Scenery Hill, which was known as Hillsborough prior to April 10, 1867, is an unincorporated community which is located in North Bethlehem Township in Washington County, Pennsylvania, United States. It serves as the postal address for most North Bethlehem Township residents. The ZIP code is 15360.

The village is located along U.S. Route 40, which is also known as the National Pike or National Road. It was the first east–west highway constructed in the U.S.

Each year a large festival is held along the road in May stretching from parts of Maryland into Ohio. Scenery Hill often features entertainment and other exhibits during the event. Many of the residential and commercial buildings in the community are part of the Scenery Hill Historic District, listed on the National Register of Historic Places.

==History==
The community was initially named for Robert Hill, an early settler.

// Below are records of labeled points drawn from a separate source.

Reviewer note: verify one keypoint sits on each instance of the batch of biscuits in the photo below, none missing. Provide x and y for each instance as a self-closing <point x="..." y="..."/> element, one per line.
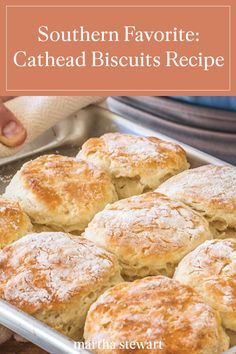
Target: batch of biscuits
<point x="124" y="243"/>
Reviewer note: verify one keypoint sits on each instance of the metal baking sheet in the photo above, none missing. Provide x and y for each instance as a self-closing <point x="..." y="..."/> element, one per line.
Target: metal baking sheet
<point x="66" y="138"/>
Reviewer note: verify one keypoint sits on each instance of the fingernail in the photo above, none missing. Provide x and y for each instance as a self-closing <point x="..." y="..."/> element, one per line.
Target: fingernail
<point x="12" y="129"/>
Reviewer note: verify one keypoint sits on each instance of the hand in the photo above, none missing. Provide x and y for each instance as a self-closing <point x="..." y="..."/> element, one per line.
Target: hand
<point x="12" y="132"/>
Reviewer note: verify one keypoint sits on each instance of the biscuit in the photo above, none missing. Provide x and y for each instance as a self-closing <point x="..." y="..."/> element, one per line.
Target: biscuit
<point x="136" y="164"/>
<point x="210" y="190"/>
<point x="211" y="270"/>
<point x="14" y="223"/>
<point x="157" y="313"/>
<point x="55" y="277"/>
<point x="149" y="233"/>
<point x="60" y="192"/>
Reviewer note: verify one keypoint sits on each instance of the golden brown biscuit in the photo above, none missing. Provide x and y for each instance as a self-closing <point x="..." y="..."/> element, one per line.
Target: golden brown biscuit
<point x="56" y="277"/>
<point x="211" y="270"/>
<point x="149" y="233"/>
<point x="61" y="192"/>
<point x="136" y="164"/>
<point x="157" y="313"/>
<point x="210" y="190"/>
<point x="14" y="223"/>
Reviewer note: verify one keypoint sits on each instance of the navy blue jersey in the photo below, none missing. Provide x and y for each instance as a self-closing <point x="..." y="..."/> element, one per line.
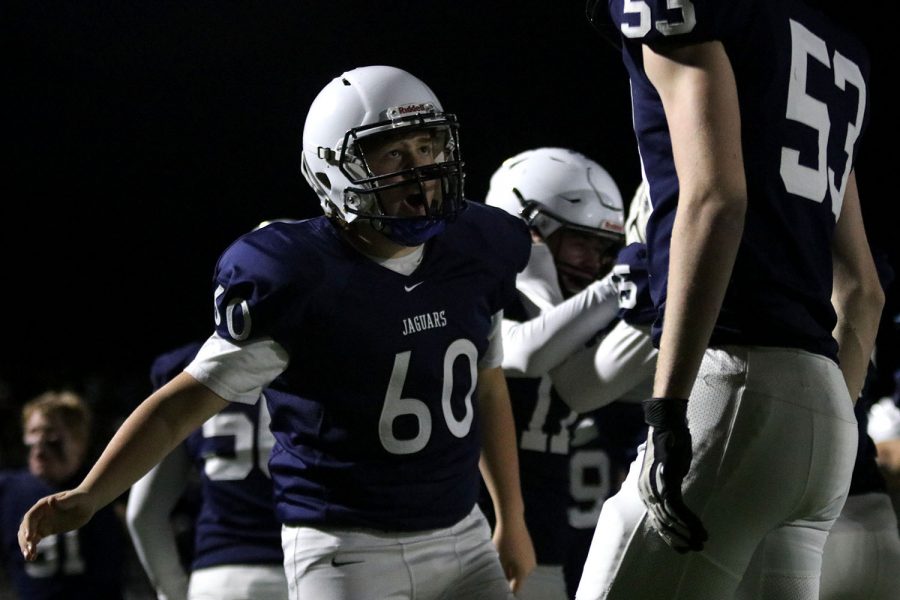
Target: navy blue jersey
<point x="597" y="469"/>
<point x="236" y="522"/>
<point x="803" y="104"/>
<point x="83" y="563"/>
<point x="635" y="304"/>
<point x="374" y="417"/>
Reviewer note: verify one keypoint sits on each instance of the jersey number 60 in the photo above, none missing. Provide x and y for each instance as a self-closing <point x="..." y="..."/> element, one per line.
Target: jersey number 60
<point x="396" y="406"/>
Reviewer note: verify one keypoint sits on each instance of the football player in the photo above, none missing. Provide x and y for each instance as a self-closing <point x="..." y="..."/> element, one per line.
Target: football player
<point x="565" y="297"/>
<point x="237" y="539"/>
<point x="756" y="254"/>
<point x="86" y="561"/>
<point x="375" y="330"/>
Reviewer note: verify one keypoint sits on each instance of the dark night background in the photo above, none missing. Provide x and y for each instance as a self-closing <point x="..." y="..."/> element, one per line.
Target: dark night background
<point x="142" y="137"/>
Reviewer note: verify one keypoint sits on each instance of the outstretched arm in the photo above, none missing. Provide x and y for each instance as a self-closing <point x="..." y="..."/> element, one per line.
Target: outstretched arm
<point x="155" y="427"/>
<point x="857" y="296"/>
<point x="699" y="95"/>
<point x="535" y="346"/>
<point x="150" y="504"/>
<point x="500" y="469"/>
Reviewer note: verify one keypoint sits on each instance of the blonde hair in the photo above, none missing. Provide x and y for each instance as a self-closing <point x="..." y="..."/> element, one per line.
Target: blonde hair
<point x="68" y="406"/>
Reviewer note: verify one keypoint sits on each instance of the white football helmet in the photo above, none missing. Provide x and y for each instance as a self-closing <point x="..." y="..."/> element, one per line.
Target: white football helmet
<point x="554" y="187"/>
<point x="372" y="101"/>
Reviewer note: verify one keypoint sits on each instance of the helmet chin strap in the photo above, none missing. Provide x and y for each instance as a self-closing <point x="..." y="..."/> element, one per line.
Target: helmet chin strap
<point x="582" y="277"/>
<point x="412" y="232"/>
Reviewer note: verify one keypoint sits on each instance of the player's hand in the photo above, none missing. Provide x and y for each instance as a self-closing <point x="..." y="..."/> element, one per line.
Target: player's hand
<point x="667" y="459"/>
<point x="516" y="552"/>
<point x="53" y="514"/>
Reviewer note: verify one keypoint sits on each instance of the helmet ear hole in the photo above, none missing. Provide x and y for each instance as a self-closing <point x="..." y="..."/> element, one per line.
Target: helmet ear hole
<point x="323" y="179"/>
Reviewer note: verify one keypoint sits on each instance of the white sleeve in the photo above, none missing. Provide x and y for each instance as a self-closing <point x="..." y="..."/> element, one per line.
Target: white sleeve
<point x="620" y="367"/>
<point x="238" y="373"/>
<point x="494" y="355"/>
<point x="534" y="347"/>
<point x="884" y="420"/>
<point x="150" y="502"/>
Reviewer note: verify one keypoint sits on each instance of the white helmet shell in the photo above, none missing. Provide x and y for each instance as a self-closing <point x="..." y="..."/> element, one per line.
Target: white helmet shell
<point x="362" y="102"/>
<point x="555" y="187"/>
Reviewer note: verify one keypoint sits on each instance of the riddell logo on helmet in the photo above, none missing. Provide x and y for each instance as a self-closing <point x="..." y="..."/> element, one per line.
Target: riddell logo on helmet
<point x="411" y="108"/>
<point x="611" y="226"/>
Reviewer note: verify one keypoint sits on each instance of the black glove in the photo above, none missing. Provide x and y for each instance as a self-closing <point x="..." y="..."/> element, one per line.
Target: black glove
<point x="667" y="459"/>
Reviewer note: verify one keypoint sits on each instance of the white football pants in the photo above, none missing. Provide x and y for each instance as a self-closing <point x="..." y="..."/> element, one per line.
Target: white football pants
<point x="335" y="563"/>
<point x="774" y="441"/>
<point x="238" y="582"/>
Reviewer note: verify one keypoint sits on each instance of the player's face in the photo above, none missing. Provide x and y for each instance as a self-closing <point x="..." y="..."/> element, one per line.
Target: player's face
<point x="580" y="258"/>
<point x="54" y="453"/>
<point x="390" y="154"/>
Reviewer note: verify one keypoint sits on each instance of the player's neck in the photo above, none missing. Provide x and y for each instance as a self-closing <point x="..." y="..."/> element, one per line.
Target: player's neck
<point x="367" y="240"/>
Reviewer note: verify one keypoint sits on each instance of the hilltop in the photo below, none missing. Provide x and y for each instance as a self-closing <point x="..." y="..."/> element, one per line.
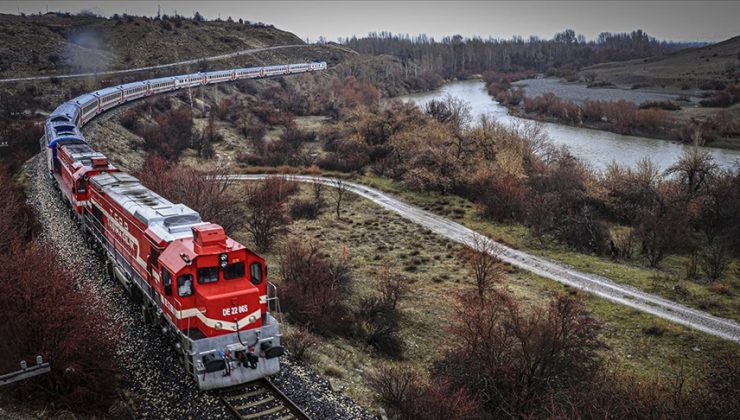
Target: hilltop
<point x="59" y="43"/>
<point x="689" y="68"/>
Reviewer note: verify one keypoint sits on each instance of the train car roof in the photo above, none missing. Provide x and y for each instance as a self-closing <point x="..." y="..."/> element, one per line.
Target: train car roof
<point x="82" y="152"/>
<point x="161" y="79"/>
<point x="218" y="72"/>
<point x="165" y="219"/>
<point x="106" y="91"/>
<point x="67" y="139"/>
<point x="67" y="110"/>
<point x="85" y="98"/>
<point x="185" y="76"/>
<point x="132" y="84"/>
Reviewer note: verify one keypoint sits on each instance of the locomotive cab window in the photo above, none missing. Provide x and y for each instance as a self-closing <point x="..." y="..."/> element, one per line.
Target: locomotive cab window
<point x="234" y="271"/>
<point x="255" y="273"/>
<point x="185" y="285"/>
<point x="207" y="275"/>
<point x="167" y="282"/>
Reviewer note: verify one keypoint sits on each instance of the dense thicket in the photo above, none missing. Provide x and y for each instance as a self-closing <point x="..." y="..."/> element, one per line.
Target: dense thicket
<point x="46" y="312"/>
<point x="457" y="56"/>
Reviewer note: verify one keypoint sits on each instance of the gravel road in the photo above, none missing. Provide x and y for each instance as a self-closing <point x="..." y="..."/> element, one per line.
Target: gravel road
<point x="595" y="284"/>
<point x="154" y="380"/>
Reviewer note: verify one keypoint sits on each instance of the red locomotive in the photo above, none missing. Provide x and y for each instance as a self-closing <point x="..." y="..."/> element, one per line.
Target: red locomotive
<point x="206" y="291"/>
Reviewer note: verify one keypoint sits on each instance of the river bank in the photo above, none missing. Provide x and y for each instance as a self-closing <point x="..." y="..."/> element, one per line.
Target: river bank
<point x="596" y="147"/>
<point x="666" y="115"/>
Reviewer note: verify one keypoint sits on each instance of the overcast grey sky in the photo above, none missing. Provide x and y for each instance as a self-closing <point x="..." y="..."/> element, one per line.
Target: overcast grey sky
<point x="669" y="20"/>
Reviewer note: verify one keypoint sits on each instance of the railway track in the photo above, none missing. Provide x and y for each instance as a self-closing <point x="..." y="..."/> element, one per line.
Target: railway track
<point x="261" y="400"/>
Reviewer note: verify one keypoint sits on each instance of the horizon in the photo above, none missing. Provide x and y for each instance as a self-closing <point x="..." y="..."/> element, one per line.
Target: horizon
<point x="685" y="22"/>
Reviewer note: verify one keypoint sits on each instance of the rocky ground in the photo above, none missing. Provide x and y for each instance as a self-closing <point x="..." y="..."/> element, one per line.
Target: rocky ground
<point x="155" y="385"/>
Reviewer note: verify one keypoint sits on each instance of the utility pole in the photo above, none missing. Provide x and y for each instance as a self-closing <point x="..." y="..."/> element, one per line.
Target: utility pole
<point x="26" y="372"/>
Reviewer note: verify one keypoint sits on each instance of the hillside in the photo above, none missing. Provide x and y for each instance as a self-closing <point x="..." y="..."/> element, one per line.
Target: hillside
<point x="58" y="44"/>
<point x="690" y="68"/>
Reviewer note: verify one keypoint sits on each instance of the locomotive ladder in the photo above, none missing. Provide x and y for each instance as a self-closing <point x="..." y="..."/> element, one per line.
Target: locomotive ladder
<point x="261" y="400"/>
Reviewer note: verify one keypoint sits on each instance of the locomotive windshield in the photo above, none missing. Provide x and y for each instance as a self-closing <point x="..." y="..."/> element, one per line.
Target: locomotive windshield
<point x="185" y="285"/>
<point x="207" y="275"/>
<point x="234" y="271"/>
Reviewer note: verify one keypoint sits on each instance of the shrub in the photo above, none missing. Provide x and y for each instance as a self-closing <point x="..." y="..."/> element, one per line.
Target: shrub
<point x="405" y="392"/>
<point x="215" y="201"/>
<point x="304" y="209"/>
<point x="299" y="341"/>
<point x="514" y="361"/>
<point x="664" y="105"/>
<point x="74" y="337"/>
<point x="311" y="287"/>
<point x="266" y="218"/>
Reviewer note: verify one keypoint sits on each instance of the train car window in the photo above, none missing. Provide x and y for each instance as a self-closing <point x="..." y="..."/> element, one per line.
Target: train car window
<point x="97" y="214"/>
<point x="207" y="275"/>
<point x="234" y="271"/>
<point x="167" y="282"/>
<point x="185" y="285"/>
<point x="255" y="273"/>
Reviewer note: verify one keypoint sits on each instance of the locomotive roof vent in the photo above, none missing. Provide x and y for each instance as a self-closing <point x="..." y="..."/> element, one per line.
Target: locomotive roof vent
<point x="209" y="235"/>
<point x="100" y="161"/>
<point x="183" y="219"/>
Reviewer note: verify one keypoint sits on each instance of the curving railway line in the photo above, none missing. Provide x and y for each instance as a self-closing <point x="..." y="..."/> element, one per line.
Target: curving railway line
<point x="561" y="273"/>
<point x="164" y="66"/>
<point x="261" y="400"/>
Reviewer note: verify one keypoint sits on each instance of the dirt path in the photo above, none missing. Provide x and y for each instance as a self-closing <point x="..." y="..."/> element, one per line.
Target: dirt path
<point x="597" y="285"/>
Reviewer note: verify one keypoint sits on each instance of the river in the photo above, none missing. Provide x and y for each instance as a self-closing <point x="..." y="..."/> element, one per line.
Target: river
<point x="596" y="147"/>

The Hill family is recognized for building Hill's Tavern (now known as Century Inn), between 1788 and 1794.

Hill's Tavern was constructed in the eighteenth century, and is a historic centerpiece of the village. A fire on August 17, 2015 heavily damaged it.

Many antique shops occupy the old homes along the main thoroughfare, and multiple family names have existed in the region since the eighteenth century.

Surrounded by sheep and cattle farms, Scenery Hill is also home to small Lutheran and Methodist congregations. It is located at an elevation of 1388 ft.